L’autre grand moment d’“After the Fall” est sa version d’Autumn Leaves. Adoptant un tempo medium, le pianiste en dévoile d’emblée la mélodie pour longuement improviser, égrainer de longs chapelets de notes entrecoupées de courts silences. DeJohnette en martèle le rythme sur sa caisse claire, puis sur ses cymbales. La musique tourne à plein régime depuis plus de cinq minutes lorsque Peacock qui s’est jusque-là montré discret, se manifeste en prenant un solo aussi inattendu qu’inventif. Par de courtes phrases répétitives qui donnent de la tension à la musique, Jarrett contraint alors sa rythmique à partager avec lui l’espace sonore. C’est d’abord avec la batterie que son piano dialogue avant de réexposer le thème et de laisser parler la contrebasse, lui laissant conclure le morceau par une série de notes répétitives, brèves phrases musicales installant l’hypnose. La version d’Autumn Leaves, enregistrée à Juan-les-Pins, est encore plus longue. Son thème génère une longue improvisation baptisée Up For It, qui donne son nom à l’album. Son interminable ostinato de piano libère la rythmique, la pousse également au dialogue mais la musique, moins tendue, n’est pas aussi excitante.
Avec “Whisper Not”, “Up for It” reste toutefois une des plus grandes réussites du trio. Il faut désormais ajouter “After the Fall”. Avec lui, Keith Jarrett ouvre une nouvelle page de sa carrière. Les années qui suivent le verront moins jouer avec son trio aujourd’hui dissous. S’étant remis à donner des concerts en solo, il y improvise des pièces plus courtes, lyriques ou abstraites, crée des mondes sonores contrastés qui reflètent son éclectisme.

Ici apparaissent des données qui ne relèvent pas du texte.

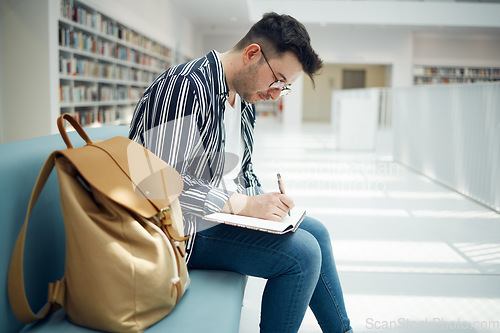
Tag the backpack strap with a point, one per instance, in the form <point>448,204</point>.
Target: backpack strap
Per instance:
<point>16,289</point>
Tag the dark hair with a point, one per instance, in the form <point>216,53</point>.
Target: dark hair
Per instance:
<point>280,33</point>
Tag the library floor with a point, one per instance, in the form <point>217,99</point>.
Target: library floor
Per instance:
<point>412,255</point>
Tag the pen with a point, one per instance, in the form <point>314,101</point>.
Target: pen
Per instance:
<point>280,186</point>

Enregistré entre avril et juillet 2014 (chronique dans le blog de Choc le 25 mai 2015), “Creation” son disque le plus récent, témoigne de la grandeur et des questionnements de ce géant du piano.
* (1) Sous le nom de “A Multitude of Angels”, ECM a publié en 2016 l’intégralité de ces quatre concerts.
*(2) Les trois hommes ont toutefois enregistré pour ECM, en février 1977, l’album “Tales of Another” publié sous le nom de Gary Peacock.